Fortunately, it appears that all of us agree that our answer to "What did the immune system evolve to do?" has to fit into the larger paradigm of evolution by natural selection. In other words, I completely agree with Doug Green and others who postulate that the immune system evolved to enhance reproductive fitness and that it does so essentially by maximizing protection against parasites while minimizing damage to the host. Indeed, the choice of the word "parasite" is an excellent one, because it implies that the immune system should not destroy symbionts. This raises the question of how the immune system distinguishes between parasites and symbionts, given that both are nonself. I suspect that this question will be a major emphasis of further discussions, so I shall hold off until later. 

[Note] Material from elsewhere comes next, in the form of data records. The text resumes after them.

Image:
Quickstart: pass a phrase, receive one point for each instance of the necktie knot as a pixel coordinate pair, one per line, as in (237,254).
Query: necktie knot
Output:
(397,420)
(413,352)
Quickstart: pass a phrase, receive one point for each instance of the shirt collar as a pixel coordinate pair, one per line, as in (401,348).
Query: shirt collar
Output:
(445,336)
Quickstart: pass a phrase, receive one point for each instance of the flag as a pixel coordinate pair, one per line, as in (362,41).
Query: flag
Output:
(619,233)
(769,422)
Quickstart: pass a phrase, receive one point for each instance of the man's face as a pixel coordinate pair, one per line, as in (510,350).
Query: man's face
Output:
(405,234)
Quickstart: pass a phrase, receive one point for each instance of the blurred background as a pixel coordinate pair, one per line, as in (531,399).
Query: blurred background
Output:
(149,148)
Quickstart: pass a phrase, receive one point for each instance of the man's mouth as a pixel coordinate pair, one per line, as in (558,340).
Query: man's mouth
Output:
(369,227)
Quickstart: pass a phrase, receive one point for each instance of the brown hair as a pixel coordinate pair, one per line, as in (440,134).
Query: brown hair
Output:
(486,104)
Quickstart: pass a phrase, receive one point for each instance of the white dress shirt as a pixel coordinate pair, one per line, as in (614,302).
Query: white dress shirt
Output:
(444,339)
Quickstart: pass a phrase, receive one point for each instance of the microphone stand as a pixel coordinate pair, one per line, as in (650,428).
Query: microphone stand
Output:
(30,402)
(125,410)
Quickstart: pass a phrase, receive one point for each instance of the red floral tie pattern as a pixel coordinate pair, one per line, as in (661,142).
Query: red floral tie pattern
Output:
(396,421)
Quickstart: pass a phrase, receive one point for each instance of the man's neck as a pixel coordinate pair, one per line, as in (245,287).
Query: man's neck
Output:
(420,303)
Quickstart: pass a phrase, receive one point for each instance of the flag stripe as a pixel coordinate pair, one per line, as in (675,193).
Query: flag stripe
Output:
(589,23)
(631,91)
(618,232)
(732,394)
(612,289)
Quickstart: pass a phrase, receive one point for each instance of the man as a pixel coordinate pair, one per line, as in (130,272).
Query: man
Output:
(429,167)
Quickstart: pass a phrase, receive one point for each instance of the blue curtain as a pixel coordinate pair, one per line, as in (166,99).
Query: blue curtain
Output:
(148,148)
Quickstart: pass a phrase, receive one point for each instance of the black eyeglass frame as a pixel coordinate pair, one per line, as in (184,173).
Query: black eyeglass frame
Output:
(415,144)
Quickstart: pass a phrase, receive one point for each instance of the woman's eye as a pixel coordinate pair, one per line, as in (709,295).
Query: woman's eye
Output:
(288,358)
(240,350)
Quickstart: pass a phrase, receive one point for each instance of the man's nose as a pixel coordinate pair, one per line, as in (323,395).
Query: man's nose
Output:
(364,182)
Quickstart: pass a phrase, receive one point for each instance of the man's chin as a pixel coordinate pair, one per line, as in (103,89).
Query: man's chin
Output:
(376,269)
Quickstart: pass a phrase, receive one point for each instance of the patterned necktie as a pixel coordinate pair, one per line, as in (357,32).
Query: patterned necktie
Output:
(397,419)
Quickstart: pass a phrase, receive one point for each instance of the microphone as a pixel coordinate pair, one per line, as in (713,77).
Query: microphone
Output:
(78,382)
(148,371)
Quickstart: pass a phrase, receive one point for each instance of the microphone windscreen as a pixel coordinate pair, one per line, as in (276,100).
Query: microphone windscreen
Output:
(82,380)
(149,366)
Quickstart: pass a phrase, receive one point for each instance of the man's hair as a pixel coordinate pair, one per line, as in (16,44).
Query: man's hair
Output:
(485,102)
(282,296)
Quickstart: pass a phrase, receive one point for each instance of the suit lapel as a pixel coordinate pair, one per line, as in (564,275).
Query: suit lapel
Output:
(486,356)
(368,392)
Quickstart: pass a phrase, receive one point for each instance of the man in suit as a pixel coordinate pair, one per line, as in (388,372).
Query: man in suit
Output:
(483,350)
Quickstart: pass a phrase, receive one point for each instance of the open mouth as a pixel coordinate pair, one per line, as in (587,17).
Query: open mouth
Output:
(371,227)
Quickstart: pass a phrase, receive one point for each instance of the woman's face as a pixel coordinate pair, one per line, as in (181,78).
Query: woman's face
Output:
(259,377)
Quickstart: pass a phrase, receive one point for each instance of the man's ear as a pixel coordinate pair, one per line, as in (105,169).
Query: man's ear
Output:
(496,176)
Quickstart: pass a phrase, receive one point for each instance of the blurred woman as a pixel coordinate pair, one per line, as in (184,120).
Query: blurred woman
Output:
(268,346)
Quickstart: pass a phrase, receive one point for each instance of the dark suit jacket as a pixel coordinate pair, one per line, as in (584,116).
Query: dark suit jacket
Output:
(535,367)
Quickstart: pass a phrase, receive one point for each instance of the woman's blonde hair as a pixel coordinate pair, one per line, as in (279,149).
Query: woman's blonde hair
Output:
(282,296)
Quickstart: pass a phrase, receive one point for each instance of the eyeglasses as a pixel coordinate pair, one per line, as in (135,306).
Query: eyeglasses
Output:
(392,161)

In considering the evolutionary function of the immune system, I think it is very worthwhile to reflect on the studies of the first immunologist, Ilya Metchnikoff. I consider him to be the first immunologist because he was the first to propose that inflammation is actually an active response to infection (Metchnikoff, 1968a; Metchnikoff, 1968b), as opposed to theories [I believe of Connheim (see Tauber and Chernyak, 1991)] that inflammation was a passive transudation of white blood cells out of damaged vessels. How did Metchnikoff come to such a conclusion? Before becoming an immunologist, he was an invertebrate embryologist who was predominantly interested in the function of the "wandering mesodermal cells," which today we would call phagocytes or macrophages. He speculated that one of the functions of these cells was to maintain bodily integrity by scavenging dead, effete, or senescent cells. My guess is that this function of the phagocytic system is quite similar to the integrative function as postulated by Zlatko Dembic (#2). Yet when he noticed an accumulation of phagocytes around a thorn plunged into a starfish, it then occurred to Metchnikoff that the same phagocytes may have acquired, as an evolutionary overlay, the ability to eat invading parasites and, in so doing, incite inflammation. What Metchnikoff did not ask was how phagocytes distinguish senescent cells from invading parasites. Only the latter induce inflammation and immune responses. My guess is that the functions are mediated by two different cell types: Macrophages provide the integrative, or morphostatic, function by eating senescent cells, whereas it is up to dendritic cells to initiate the adaptive immune response. My guess is that there is no need for lymphocytes for the integrative function, and this is why SCID mice or other mice lacking lymphocytes do not have gross morphological or reproductive abnormalities (when kept in sterile environments).  

It is worth noting that invertebrates, which lack adaptive immune systems, have a number of defenses at their disposal to defend against a variety of pathogens. Neutrophils and macrophages are quite adept at eating and digesting organisms with evolutionarily conserved signatures of "foreignness." I suspect that programmed cell death, or apoptosis, represents a primordial defense against parasitism by viruses. That is, if a virus comes in and disrupts the orderly timing of the cell cycle, the cell knows that something is wrong and performs the altruistic act of saving other cells with identical genomes by committing suicide. Given that apoptosis is accompanied by scission of the nucleic acids within the cell, it is an efficient way of killing any resident parasitic viruses. The apoptotic cell is then scavenged by phagocytes so that the internal contents of the cell can be efficiently recycled, an energy-efficient process. The body can handle this without inducing an immune response. Only when the rate of apoptosis is so high that the scavenging capacity of the organ is exceeded is there real trouble, and this is when the adaptive immune system is called in to play. According to this model, the immune system has evolved to react to situations in which non-apoptotic death or cell stress is occurring, or when the rate of apoptosis in an organ exceeds the capacity of the innate immune system (macrophages) to handle it. This is the sign of a dangerous parasitic infection.